I won't belabor the point, but basically what goes on is that the movie tries on the conventions of a given subgenre for a few scenes, and then simply changes its mind and moves to the next, and it does this for all of its 141 minutes. Theoretically, this could result in a film with massive tonal instability and a personality disorder - that's basically what happened with The Good, the Bad and the Weird, although it was unquestionably deliberate in that case - but the effect is the exact opposite. Despite the fact that every individual moment of I Saw the Devil is trite to the point of exhaustion, and despite the film's willingness to own up to that fact - there are no less than three points where a character openly states the message that Dae-hoon is turning into a savage himself due to his quest for revenge - the effect as a whole is so excitingly loose that the movie does something no slasher, torture porno, bad cop picture or revenge movie should be at all able to do in 2011: it keeps us guessing.

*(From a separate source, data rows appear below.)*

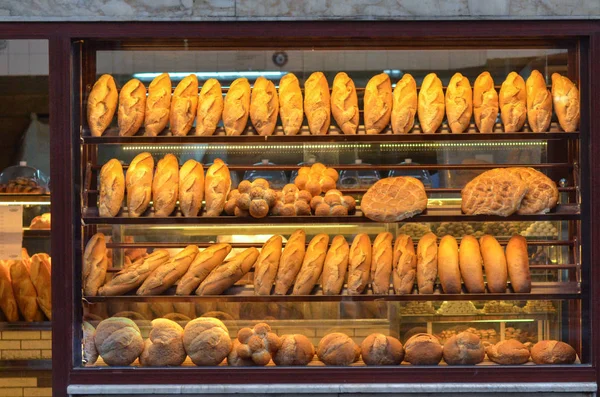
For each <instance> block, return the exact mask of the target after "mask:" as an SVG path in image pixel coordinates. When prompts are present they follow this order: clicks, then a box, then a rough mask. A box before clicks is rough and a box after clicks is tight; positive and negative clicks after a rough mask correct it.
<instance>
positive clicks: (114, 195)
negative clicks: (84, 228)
mask: <svg viewBox="0 0 600 397" xmlns="http://www.w3.org/2000/svg"><path fill="white" fill-rule="evenodd" d="M124 197H125V176H124V175H123V166H121V163H120V162H119V160H117V159H112V160H110V161H109V162H108V163H106V164H104V165H103V166H102V169H101V170H100V199H99V201H98V214H99V215H100V216H101V217H114V216H117V214H118V213H119V211H120V210H121V205H122V204H123V198H124Z"/></svg>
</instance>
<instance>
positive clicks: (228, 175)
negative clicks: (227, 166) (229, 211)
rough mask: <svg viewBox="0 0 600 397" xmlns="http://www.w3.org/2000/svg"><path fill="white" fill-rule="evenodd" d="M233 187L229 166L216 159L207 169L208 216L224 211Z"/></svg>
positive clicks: (206, 214)
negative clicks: (225, 203) (229, 192)
mask: <svg viewBox="0 0 600 397" xmlns="http://www.w3.org/2000/svg"><path fill="white" fill-rule="evenodd" d="M230 189H231V174H230V173H229V168H227V165H226V164H225V163H224V162H223V160H221V159H216V160H215V162H214V163H213V165H211V166H210V167H209V168H208V170H207V171H206V178H205V180H204V197H205V201H206V203H205V206H206V216H219V215H221V212H223V207H224V206H225V201H227V195H228V194H229V190H230Z"/></svg>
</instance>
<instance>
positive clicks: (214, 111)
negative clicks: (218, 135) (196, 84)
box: [196, 79, 223, 135]
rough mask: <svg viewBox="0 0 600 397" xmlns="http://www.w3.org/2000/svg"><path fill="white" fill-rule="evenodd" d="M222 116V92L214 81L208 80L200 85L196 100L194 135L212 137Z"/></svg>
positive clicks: (215, 81)
mask: <svg viewBox="0 0 600 397" xmlns="http://www.w3.org/2000/svg"><path fill="white" fill-rule="evenodd" d="M222 114H223V91H222V90H221V84H219V81H218V80H216V79H208V80H206V81H205V82H204V84H203V85H202V89H201V90H200V97H199V98H198V114H197V118H196V135H213V134H214V133H215V131H216V129H217V125H218V124H219V121H221V115H222Z"/></svg>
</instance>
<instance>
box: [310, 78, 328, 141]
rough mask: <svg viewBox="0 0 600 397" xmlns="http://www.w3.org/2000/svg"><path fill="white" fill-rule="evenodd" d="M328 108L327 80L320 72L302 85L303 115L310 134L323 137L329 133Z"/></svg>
mask: <svg viewBox="0 0 600 397" xmlns="http://www.w3.org/2000/svg"><path fill="white" fill-rule="evenodd" d="M330 108H331V106H330V97H329V84H327V78H325V75H324V74H323V73H321V72H314V73H313V74H311V75H310V77H309V78H308V80H306V82H305V83H304V113H305V114H306V119H307V120H308V128H309V129H310V133H311V134H313V135H325V134H327V133H328V132H329V123H330V122H331V115H330V112H329V111H330Z"/></svg>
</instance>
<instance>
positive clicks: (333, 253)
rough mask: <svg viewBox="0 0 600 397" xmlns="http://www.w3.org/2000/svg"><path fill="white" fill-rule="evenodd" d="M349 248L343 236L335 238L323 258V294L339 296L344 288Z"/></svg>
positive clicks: (325, 294)
mask: <svg viewBox="0 0 600 397" xmlns="http://www.w3.org/2000/svg"><path fill="white" fill-rule="evenodd" d="M349 254H350V246H349V245H348V242H347V241H346V238H345V237H344V236H335V237H334V238H333V240H332V241H331V246H330V247H329V251H328V252H327V256H326V257H325V264H324V265H323V281H322V287H323V294H324V295H339V294H340V293H341V292H342V288H343V287H344V278H345V277H346V272H347V271H348V256H349Z"/></svg>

Which wouldn't matter much, except it's a good film along the way: Kim's ability to stage a truly horrifying scene of violence shames a generation of American horror directors, and even most of the "extreme" films trickling into the West from east Asia over the last decade: the film is nauseating and horrifying and honestly upsetting - late in the game, Kim manages the impossible trick of playing cannibalism for laughs and still making it seem like the most ungodly of crimes - and never blithely exploitative of gunk and gore. Lee Mogae's cinematography includes from the expected noir shadows of the scarier scenes, but the most visually impressive parts are perhaps the normal, everyday parts, slightly hard and slightly sharp and just bright enough that they make you squint a little; a movie of raw edges that isn't right even when it seems like everything is working out. As cat and mouse, Lee and Choi make a great pair, trading off strength and vulnerability from scene to scene, Lee playing implacable, joyless perfection here and Choi being bloated and haughty there. The best part of the film, in fact, is probably the interplay between the two men, a shifting mixture of various moods, all of them ugly and brutal - it is an ugly and brutal world.

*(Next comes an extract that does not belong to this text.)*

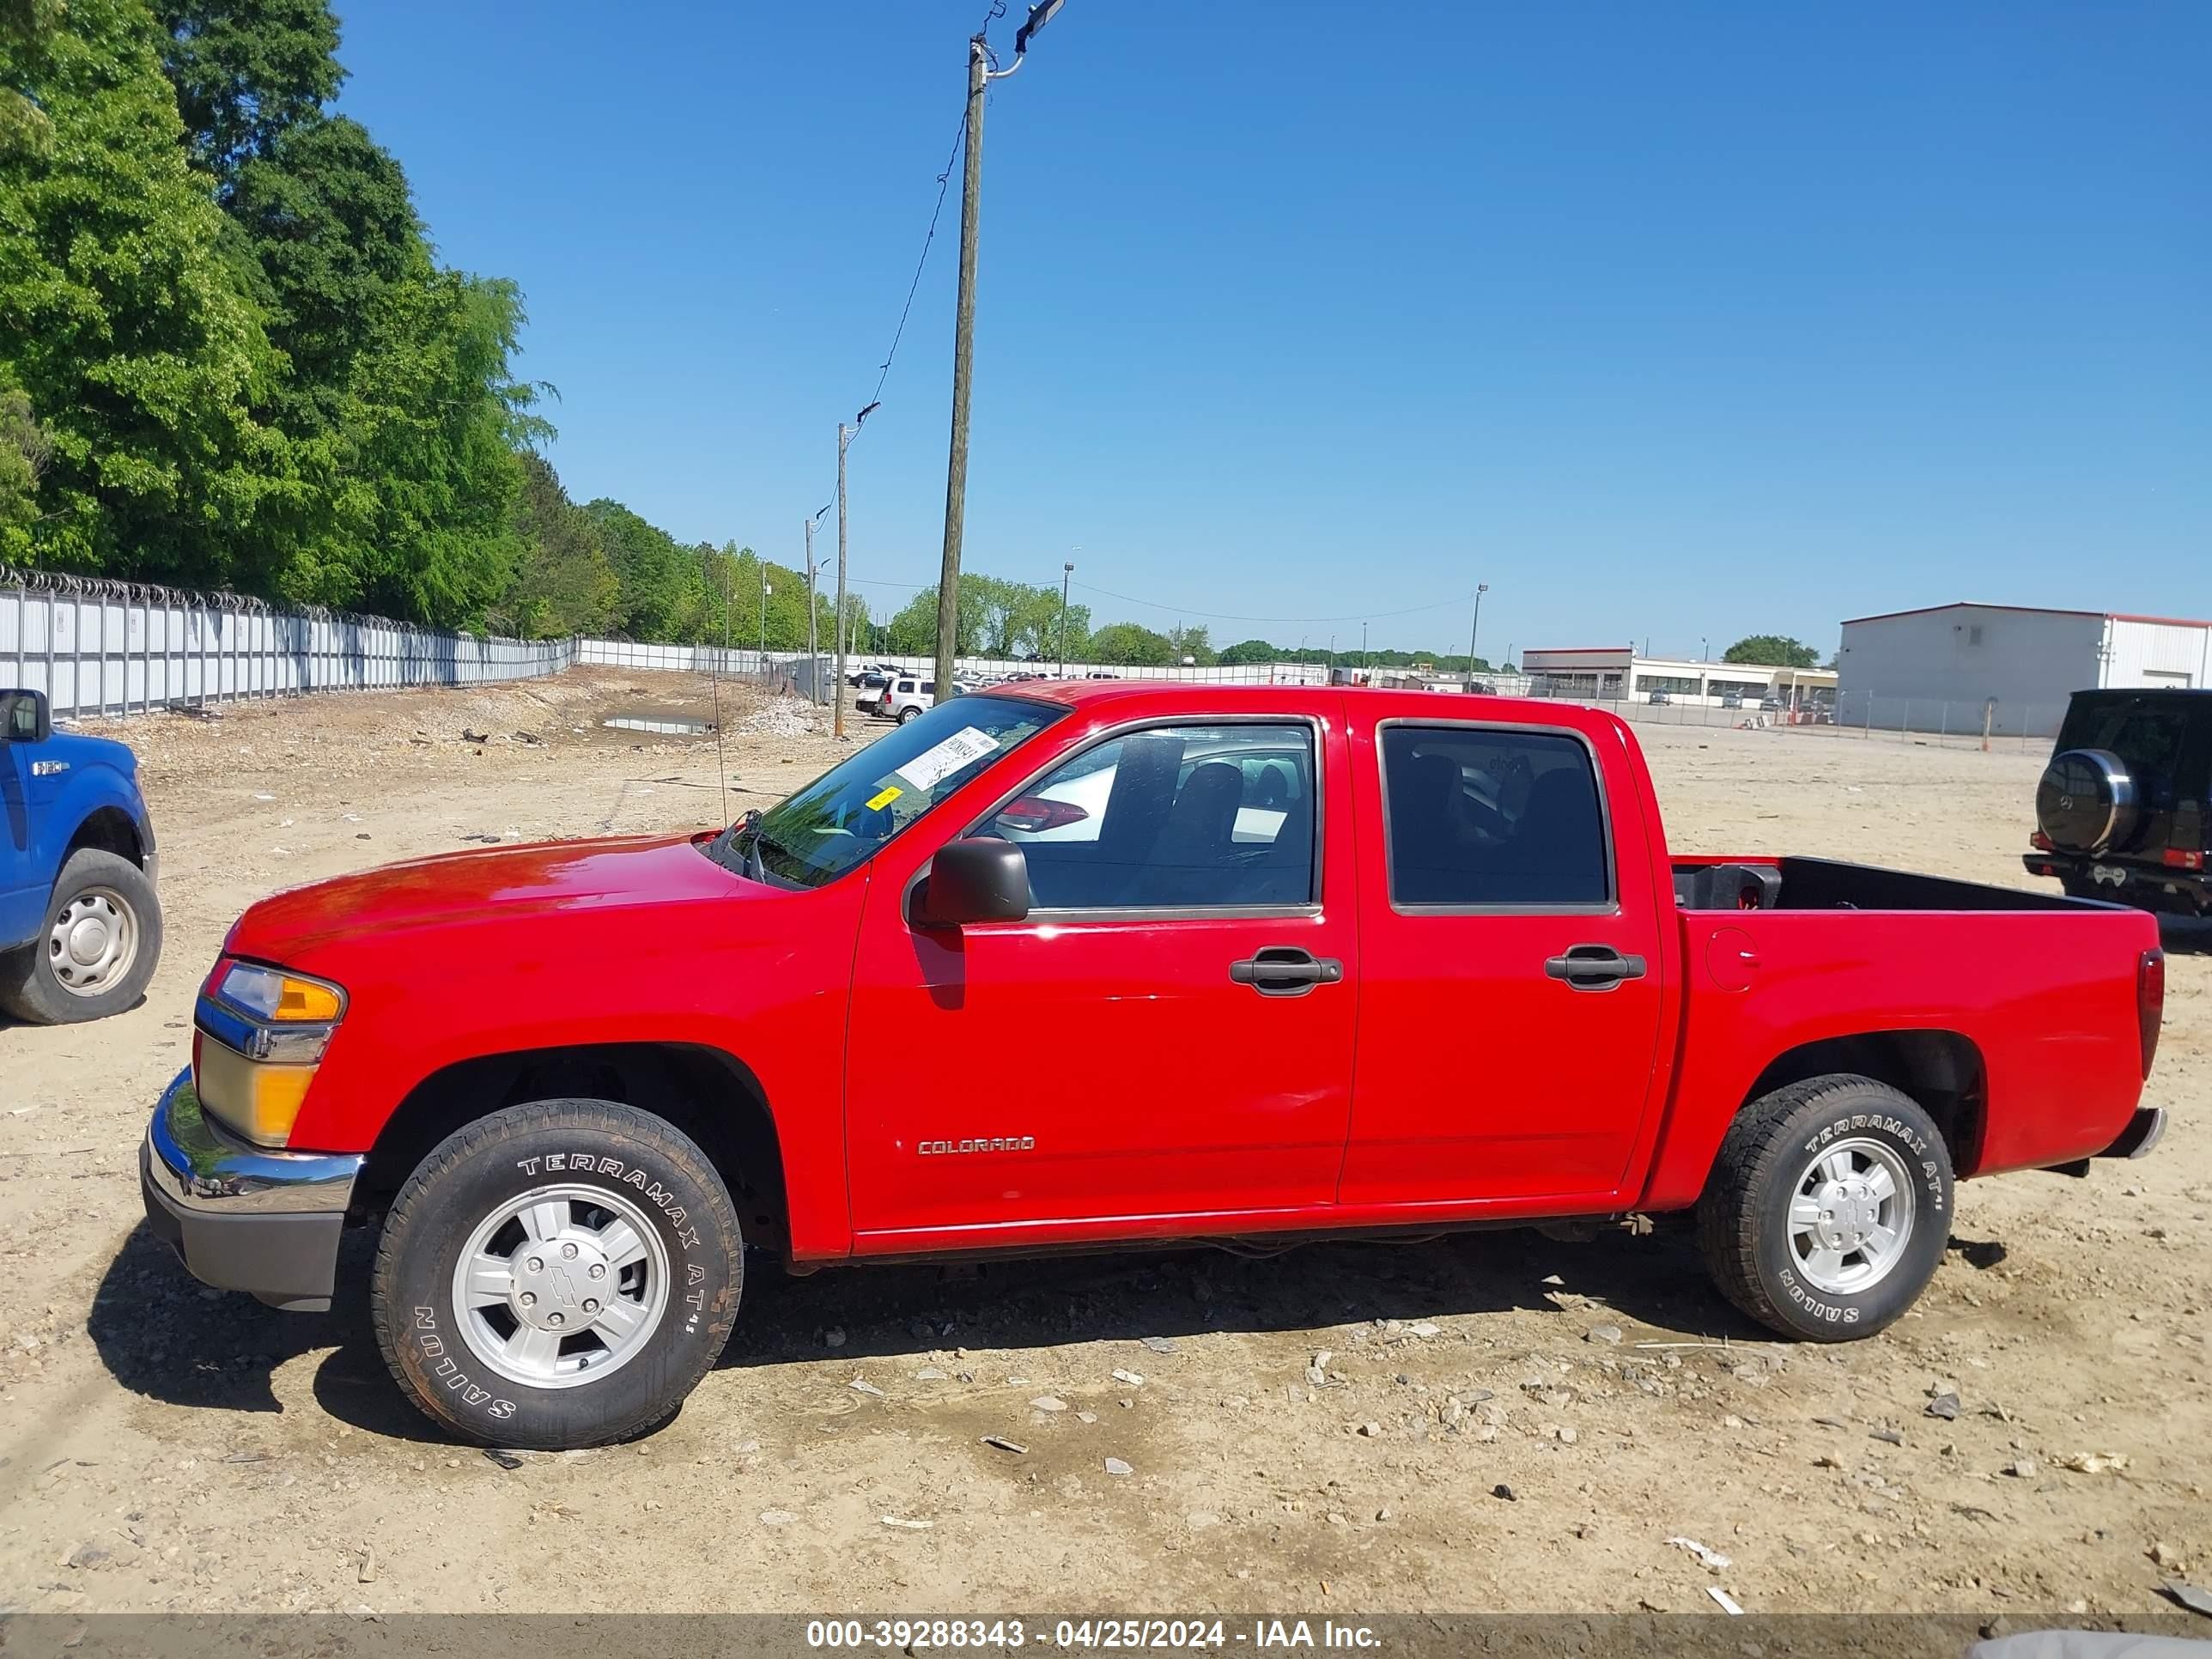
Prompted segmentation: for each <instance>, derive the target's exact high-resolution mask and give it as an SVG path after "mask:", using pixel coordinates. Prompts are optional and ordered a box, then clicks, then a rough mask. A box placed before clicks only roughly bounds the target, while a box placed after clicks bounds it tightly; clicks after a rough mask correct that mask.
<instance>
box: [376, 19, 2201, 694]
mask: <svg viewBox="0 0 2212 1659" xmlns="http://www.w3.org/2000/svg"><path fill="white" fill-rule="evenodd" d="M1022 11H1024V7H1022V2H1020V0H1013V7H1011V15H1009V18H1004V20H1000V22H998V24H993V31H991V38H993V42H998V44H1000V46H1002V49H1004V51H1011V40H1013V24H1015V22H1018V20H1020V15H1022ZM341 13H343V18H345V49H343V58H345V64H347V66H349V71H352V82H349V86H347V91H345V95H343V106H345V108H347V111H349V113H354V115H356V117H361V119H363V122H367V126H369V128H372V131H374V133H376V137H378V139H383V142H385V144H387V146H389V148H394V150H396V153H398V155H400V159H403V161H405V164H407V170H409V175H411V177H414V186H416V195H418V201H420V208H422V212H425V217H427V221H429V226H431V234H434V237H436V241H438V246H440V252H442V254H445V259H447V261H451V263H456V265H462V268H467V270H480V272H489V274H504V276H513V279H515V281H518V283H520V285H522V288H524V292H526V296H529V312H531V327H529V334H526V356H524V363H522V367H524V372H526V374H529V376H533V378H544V380H551V383H555V385H557V387H560V394H562V400H560V405H557V407H555V409H553V411H551V414H553V418H555V422H557V425H560V442H557V445H555V449H553V460H555V465H557V467H560V471H562V478H564V480H566V482H568V489H571V493H573V495H575V498H577V500H588V498H593V495H615V498H619V500H624V502H628V504H630V507H635V509H637V511H639V513H644V515H646V518H650V520H655V522H659V524H664V526H668V529H670V531H672V533H677V535H679V538H684V540H701V538H703V540H717V542H719V540H723V538H737V540H741V542H750V544H752V546H759V549H761V551H765V553H770V555H774V557H781V560H787V562H794V564H796V557H799V533H801V520H803V518H805V515H807V513H810V511H812V509H816V507H818V504H823V502H825V500H830V493H832V487H834V427H836V420H838V418H843V416H852V414H854V411H856V409H858V407H860V405H863V403H865V400H867V398H869V396H872V392H874V385H876V369H878V365H880V363H883V356H885V347H887V345H889V338H891V327H894V323H896V319H898V307H900V301H902V299H905V292H907V281H909V276H911V270H914V259H916V254H918V250H920V239H922V228H925V223H927V219H929V206H931V197H933V192H936V175H938V170H940V168H942V166H945V159H947V153H949V148H951V139H953V133H956V126H958V117H960V100H962V84H964V82H962V75H964V38H967V35H969V33H971V31H973V27H975V22H978V20H980V15H982V0H958V4H956V2H953V0H838V2H836V4H818V2H816V4H783V7H759V4H675V0H635V2H633V4H624V7H611V4H604V0H597V2H595V4H577V2H573V0H544V2H542V4H533V7H526V9H520V7H513V4H491V2H489V0H473V2H462V0H374V4H372V2H369V0H361V2H358V4H345V2H343V0H341ZM2208 62H2212V7H2208V4H2203V0H2166V2H2163V4H2157V2H2150V4H2128V2H2126V0H2121V2H2117V4H2039V2H2037V0H2002V2H1986V4H1982V2H1969V0H1944V4H1933V7H1931V4H1924V2H1920V0H1916V2H1913V4H1858V7H1745V4H1694V2H1692V4H1648V2H1646V0H1619V2H1615V4H1513V7H1504V4H1444V2H1442V0H1429V2H1427V4H1422V2H1411V4H1398V7H1387V4H1358V7H1354V4H1327V7H1323V4H1307V2H1303V0H1287V2H1285V0H1272V2H1263V0H1214V4H1164V2H1161V0H1066V7H1064V9H1062V13H1060V15H1057V18H1055V20H1053V24H1051V27H1048V29H1046V31H1044V33H1042V35H1040V40H1037V49H1035V53H1033V55H1031V60H1029V64H1026V66H1024V69H1022V73H1020V75H1015V77H1013V80H1009V82H1004V84H998V86H993V93H991V104H989V119H987V137H984V215H982V281H980V307H978V347H975V418H973V460H971V484H969V529H967V562H969V568H980V571H989V573H993V575H1011V577H1024V580H1033V582H1057V580H1060V564H1062V560H1064V557H1071V553H1068V549H1071V546H1079V549H1082V551H1077V553H1073V557H1075V562H1077V582H1086V584H1095V586H1097V588H1110V591H1113V593H1121V595H1139V597H1146V599H1157V602H1161V606H1164V608H1139V606H1128V604H1124V602H1119V599H1108V597H1102V595H1099V593H1079V597H1086V599H1088V602H1091V604H1093V615H1095V619H1117V617H1130V619H1141V622H1148V624H1155V626H1166V624H1172V622H1175V619H1177V617H1183V619H1188V622H1208V626H1210V628H1212V635H1214V639H1217V641H1221V644H1225V641H1232V639H1241V637H1250V635H1263V637H1272V639H1279V641H1296V639H1298V637H1301V635H1307V637H1310V639H1314V641H1321V639H1323V637H1327V635H1329V633H1334V635H1336V641H1338V646H1340V648H1343V646H1356V644H1358V633H1360V622H1358V619H1360V617H1363V615H1365V617H1374V630H1371V637H1374V644H1376V646H1385V644H1389V646H1413V648H1422V646H1427V648H1438V650H1464V637H1467V595H1469V593H1471V591H1473V584H1475V582H1478V580H1482V582H1489V584H1491V593H1489V597H1486V599H1484V611H1482V648H1484V655H1491V657H1495V655H1498V653H1500V650H1502V648H1504V646H1506V644H1509V641H1511V644H1513V646H1515V648H1520V646H1546V644H1551V646H1579V644H1608V641H1624V639H1637V641H1639V644H1641V639H1644V637H1650V641H1652V646H1655V648H1657V650H1674V653H1694V650H1697V646H1699V639H1701V637H1710V639H1712V650H1714V653H1719V650H1721V646H1723V644H1725V641H1728V639H1734V637H1736V635H1741V633H1754V630H1781V633H1794V635H1801V637H1803V639H1807V641H1812V644H1816V646H1818V648H1820V650H1823V653H1827V650H1832V648H1834V644H1836V624H1838V622H1840V619H1843V617H1849V615H1860V613H1867V611H1887V608H1896V606H1913V604H1929V602H1942V599H1955V597H1975V599H1993V602H2011V604H2059V606H2106V604H2110V606H2115V608H2124V611H2152V613H2172V615H2212V97H2208V95H2205V66H2208ZM956 250H958V179H956V181H953V192H951V197H949V199H947V210H945V221H942V226H940V232H938V246H936V250H933V252H931V259H929V272H927V274H925V279H922V288H920V294H918V299H916V305H914V319H911V323H909V330H907V341H905V345H902V349H900V356H898V361H896V365H894V369H891V378H889V385H887V387H885V403H883V409H880V411H878V414H876V416H874V418H872V420H869V425H867V431H865V436H863V438H860V440H858V442H856V445H854V453H852V555H854V575H856V577H867V580H872V582H896V584H905V586H907V591H911V584H920V582H929V580H933V573H936V560H938V542H940V531H942V511H945V482H942V480H945V438H947V411H949V376H951V296H953V265H956ZM860 591H863V593H867V595H869V599H872V602H876V604H896V602H900V599H902V597H905V591H896V588H889V586H869V588H860ZM1436 602H1442V604H1440V606H1436V608H1427V611H1420V613H1416V615H1396V617H1391V615H1385V613H1396V611H1405V608H1407V606H1429V604H1436ZM1201 613H1237V615H1261V617H1305V615H1312V617H1314V619H1312V622H1298V619H1292V622H1250V624H1248V622H1230V619H1219V617H1203V615H1201Z"/></svg>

In fact, as a thoughtful exploitation film and a cutting depiction of the effect that committing violence has on men's psyches, I'd love to call I Saw the Devil a pretty great movie. Except it's not quite that; for all that it talks about the effect of violence, and for all that Lee plays it that way, the film is ultimately much more of a slick thriller than it is a psychological study, to its ultimate detriment. Plus, there's no ignoring the length: there is absolutely nothing about this story that requires almost two-and-a-half-hours to tell, and the fact that I Saw the Devil stretches out so languidly, though it allows for some passages of dread-inducing idleness, means that it is never able to build up enough momentum to completely succeed even as a slick thriller. Fix the somewhat contrived and hyperactive grand guignol ending, and there's a great movie that can be carved out of all this; sadly, good movies with a great movie hovering just under the surface are the most annoying good movies of all.